A fight over the price of textbooks
You see what Alex feels about Howard Dean? That’s how I feel about congresswoman-turned-publisher shill Pat Schroeder.
If you aren’t in college and don’t have college-aged kids, (or private-school-attending kids) you may not have noticed, but textbook prices have soared in recent years. There’s no reason for it, really, except that the publishers can make a lot of money selling $100 textbooks to college students. I asked a couple of students here, and the cheapest textbook they have is about $60. It’s a paperback.
This is exacerbated by something that again you may not have noticed. In the last five or ten years, it’s become commonplace for publishers to issue new editions every year or two, rather than wait four or five years as they once did.
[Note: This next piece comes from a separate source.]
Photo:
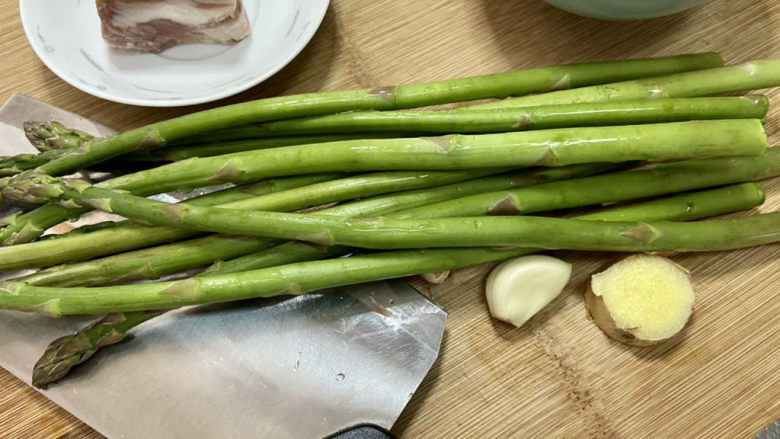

That way, students can’t buy used textbooks and/or can’t sell theirs back to the bookstore.
Crying Pat thinks this is just great:
But Pat Schroeder, president and CEO of the Association of American Publishers, said it was important to bear in mind that authors and publishers profit only from sales of new books, whereas bookstores profit each time they resell a book.
“It sounds like we’re the ones that buy them all back,” Schroeder said. “We don’t.
“There are many major publishers, and they’re all competing,” she said. “What they’re doing is what the professor ordered, and they say these [extras] are needed. They are the customer.”
It’s all the miracle of competition! That’s why the book that costs $10 to make costs $100! That’s why the CD that costs fifty cents to make can’t be sold separately! That’s why they change the text every year so they can guarantee ever bigger profits! It’s competition!
Sounds like Pat needs to read some economics textbooks. Maybe she can take out a loan.